C’erano voluti diciassette anni agli Apostasy — quelli cileni di Valparaíso — per pubblicare The Sign Of Darkness, il loro secondo album e ottimo seguito di Sunset Of The End del 1991. Per fortuna, nel frattempo l’attesa si è ridotta e, tra qualche uscita minore e un sistema di porte girevoli che ha portato a un viavai di gente attorno al solo Cris Profaner saldamente al timone, il quartetto sudamericano è tornato con il nuovo Death Reigns, uscito in patria su Cabalist Records e in Europa tramite Fallen Temple.

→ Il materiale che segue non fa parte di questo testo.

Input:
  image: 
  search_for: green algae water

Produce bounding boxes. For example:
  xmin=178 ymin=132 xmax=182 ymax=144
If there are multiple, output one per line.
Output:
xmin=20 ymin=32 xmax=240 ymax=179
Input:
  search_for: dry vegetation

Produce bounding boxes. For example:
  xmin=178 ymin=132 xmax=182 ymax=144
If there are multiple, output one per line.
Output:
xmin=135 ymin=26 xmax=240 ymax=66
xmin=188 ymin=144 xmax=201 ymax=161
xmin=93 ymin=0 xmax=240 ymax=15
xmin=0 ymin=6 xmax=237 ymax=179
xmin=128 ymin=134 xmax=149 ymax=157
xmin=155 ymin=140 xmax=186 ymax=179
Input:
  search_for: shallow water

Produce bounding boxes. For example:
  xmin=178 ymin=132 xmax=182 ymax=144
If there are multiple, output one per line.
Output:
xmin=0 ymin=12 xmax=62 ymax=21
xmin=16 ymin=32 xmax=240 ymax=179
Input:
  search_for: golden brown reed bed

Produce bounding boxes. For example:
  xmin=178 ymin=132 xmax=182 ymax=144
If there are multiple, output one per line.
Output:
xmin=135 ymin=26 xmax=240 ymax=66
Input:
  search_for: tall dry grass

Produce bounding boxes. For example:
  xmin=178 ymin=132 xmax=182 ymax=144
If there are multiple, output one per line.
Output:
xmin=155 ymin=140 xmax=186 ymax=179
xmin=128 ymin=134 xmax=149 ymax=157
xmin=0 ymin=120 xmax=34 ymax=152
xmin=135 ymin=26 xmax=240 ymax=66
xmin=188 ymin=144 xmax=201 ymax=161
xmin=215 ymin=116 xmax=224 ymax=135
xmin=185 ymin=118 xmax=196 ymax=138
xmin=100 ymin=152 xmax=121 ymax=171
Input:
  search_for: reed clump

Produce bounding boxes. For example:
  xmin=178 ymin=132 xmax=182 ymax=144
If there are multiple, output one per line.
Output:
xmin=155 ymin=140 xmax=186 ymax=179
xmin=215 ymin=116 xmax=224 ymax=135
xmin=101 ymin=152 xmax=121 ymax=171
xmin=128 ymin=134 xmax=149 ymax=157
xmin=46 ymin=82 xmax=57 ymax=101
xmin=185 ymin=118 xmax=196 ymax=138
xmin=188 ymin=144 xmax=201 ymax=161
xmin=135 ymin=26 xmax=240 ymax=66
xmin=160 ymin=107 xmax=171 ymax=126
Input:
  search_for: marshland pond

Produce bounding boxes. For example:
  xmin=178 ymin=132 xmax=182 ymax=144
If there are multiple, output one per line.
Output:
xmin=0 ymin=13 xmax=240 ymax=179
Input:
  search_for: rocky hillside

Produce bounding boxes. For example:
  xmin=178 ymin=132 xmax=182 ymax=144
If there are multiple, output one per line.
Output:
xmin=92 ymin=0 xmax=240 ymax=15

Giusto per il tempo di registrarlo, però, perché a oggi la band è (nuovamente) formata soltanto da Profaner e dal batterista Adrian S.O.S. per motivi che non è dato sapere. Non c’è tuttavia alcuna ragione per pensare che gli Apostasy del 2021 possano proporre qualcosa di diverso o — non sia mai — innovativo: ancora una volta ci propinano quel bellissimo e scellerato metal estremo figlio degli anni ‘80 che inglobava tutto ciò che suonava oltraggioso e non si curava di essere definito thrash, death o black.

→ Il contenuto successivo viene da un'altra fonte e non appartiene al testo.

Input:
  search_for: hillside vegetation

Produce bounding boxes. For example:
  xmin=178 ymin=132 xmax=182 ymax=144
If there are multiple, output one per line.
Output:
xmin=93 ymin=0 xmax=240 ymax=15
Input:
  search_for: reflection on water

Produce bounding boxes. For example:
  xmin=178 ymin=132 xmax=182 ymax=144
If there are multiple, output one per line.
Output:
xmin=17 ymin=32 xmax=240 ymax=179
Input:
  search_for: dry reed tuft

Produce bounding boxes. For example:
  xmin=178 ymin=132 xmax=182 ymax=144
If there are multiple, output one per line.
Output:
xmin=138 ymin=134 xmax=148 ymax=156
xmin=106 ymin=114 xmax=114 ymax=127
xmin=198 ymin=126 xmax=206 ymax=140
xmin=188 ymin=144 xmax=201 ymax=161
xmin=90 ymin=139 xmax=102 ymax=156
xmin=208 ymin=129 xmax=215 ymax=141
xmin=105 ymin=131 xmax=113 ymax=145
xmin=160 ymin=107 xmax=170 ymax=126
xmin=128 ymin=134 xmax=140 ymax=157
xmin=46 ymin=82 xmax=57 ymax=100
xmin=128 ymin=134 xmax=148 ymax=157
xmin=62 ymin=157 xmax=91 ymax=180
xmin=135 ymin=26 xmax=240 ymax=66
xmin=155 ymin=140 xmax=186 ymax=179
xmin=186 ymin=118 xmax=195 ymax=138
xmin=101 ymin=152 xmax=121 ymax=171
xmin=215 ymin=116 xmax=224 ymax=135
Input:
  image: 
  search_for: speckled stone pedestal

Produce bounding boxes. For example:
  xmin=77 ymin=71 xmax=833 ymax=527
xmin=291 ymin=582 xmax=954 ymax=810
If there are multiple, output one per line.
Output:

Death Reigns fa rivivere oggi quella che ai tempi era la materia di svariata gente sparsa tra il Vecchio e il Nuovo Continente, dai primissimi Bathory ai Kreator, fino ai Sepultura e ovviamente agli Slayer di Show No Mercy e Hell Awaits. Facile prevedere quindi un disco molto guitar-oriented, con una caterva di riff e assoli al fulmicotone che, nella migliore delle tradizioni, si ergono a protagonisti assoluti. Avvolti da un’aura oscura e maligna, i 39 minuti di durata si dipanano attraverso brani con bpm a mille e altri più cadenzati, con questi ultimi che a dire il vero mostrano un po’ il fianco, ma niente di troppo problematico perché la carne al fuoco non manca. Basti prendere una “Jus Primae Noctis” per farsi un’idea o ancora i due pezzi da novanta di Death Return a mio parere: il conclusivo “Obey The Antichrist” col suo piglio iniziale quasi doom, ma soprattutto l’epico e variegato “The Great Apostasy – The Night”.

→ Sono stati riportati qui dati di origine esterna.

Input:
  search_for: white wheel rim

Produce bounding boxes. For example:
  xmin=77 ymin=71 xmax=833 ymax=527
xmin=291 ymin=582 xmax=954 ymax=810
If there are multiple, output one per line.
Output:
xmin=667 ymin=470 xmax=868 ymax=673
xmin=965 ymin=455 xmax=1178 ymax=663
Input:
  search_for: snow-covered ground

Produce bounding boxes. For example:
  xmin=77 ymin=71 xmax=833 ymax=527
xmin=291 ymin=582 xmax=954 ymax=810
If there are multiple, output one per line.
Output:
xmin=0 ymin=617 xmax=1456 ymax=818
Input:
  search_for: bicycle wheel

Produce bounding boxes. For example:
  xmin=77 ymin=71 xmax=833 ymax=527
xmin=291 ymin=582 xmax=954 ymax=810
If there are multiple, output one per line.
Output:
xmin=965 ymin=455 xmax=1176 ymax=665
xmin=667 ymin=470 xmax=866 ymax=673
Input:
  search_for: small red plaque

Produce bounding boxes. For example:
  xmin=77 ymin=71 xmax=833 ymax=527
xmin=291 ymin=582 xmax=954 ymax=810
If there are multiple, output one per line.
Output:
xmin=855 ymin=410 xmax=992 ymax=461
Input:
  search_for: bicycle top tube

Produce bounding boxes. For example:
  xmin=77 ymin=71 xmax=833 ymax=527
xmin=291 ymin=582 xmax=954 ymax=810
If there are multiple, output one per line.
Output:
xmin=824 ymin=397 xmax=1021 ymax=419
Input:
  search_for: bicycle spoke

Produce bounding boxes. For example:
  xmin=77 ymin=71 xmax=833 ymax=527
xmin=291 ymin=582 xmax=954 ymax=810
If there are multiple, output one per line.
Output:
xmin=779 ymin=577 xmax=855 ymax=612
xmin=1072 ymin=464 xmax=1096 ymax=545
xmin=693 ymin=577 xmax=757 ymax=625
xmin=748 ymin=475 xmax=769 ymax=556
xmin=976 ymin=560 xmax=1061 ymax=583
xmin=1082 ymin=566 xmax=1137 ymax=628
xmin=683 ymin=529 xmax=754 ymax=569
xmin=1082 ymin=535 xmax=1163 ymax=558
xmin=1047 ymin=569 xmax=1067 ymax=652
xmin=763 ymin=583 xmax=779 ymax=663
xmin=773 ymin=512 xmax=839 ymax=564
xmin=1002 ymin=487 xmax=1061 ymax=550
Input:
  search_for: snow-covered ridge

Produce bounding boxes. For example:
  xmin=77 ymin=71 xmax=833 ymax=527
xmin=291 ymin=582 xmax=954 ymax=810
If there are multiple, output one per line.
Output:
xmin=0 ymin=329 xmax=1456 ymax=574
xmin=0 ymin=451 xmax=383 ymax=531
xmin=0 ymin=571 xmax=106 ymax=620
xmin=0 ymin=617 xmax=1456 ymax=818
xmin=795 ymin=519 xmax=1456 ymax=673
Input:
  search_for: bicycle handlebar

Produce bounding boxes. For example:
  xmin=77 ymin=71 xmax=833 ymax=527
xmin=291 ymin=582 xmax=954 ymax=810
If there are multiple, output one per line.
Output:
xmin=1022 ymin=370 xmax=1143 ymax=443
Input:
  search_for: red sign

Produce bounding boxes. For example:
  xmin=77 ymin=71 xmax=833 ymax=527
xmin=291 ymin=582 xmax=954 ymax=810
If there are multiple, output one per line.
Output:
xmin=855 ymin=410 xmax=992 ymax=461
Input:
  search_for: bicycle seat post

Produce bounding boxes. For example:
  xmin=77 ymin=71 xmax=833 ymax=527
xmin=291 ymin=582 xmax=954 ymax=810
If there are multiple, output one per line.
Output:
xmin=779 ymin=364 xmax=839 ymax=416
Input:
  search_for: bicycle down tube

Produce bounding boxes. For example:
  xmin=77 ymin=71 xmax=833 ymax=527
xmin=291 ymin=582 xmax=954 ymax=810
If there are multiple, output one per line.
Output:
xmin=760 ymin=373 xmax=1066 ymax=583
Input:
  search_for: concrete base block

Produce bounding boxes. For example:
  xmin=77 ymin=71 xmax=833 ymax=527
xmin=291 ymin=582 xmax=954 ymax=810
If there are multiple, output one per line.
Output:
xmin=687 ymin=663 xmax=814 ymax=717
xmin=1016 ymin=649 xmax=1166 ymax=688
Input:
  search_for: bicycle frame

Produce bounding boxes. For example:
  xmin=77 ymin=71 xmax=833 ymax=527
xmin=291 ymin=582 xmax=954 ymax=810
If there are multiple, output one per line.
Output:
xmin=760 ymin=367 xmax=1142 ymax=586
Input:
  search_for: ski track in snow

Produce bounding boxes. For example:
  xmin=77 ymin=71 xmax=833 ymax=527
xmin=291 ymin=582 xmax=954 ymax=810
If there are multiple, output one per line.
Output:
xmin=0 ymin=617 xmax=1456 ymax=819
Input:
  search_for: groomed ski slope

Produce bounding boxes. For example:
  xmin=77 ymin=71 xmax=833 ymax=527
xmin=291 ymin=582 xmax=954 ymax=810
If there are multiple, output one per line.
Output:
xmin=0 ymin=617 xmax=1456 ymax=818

Nostalgia canaglia insomma, ma per fortuna non fine a se stessa: gli Apostasy hanno cacciato un signor disco e non temono certo di fare a spallate nel marasma di band revival del genere. Personalmente ho pochi dubbi che Death Return finirà in rotazione tra gli appassionati dell’old school estremo, quello che invecchia come il buon vino.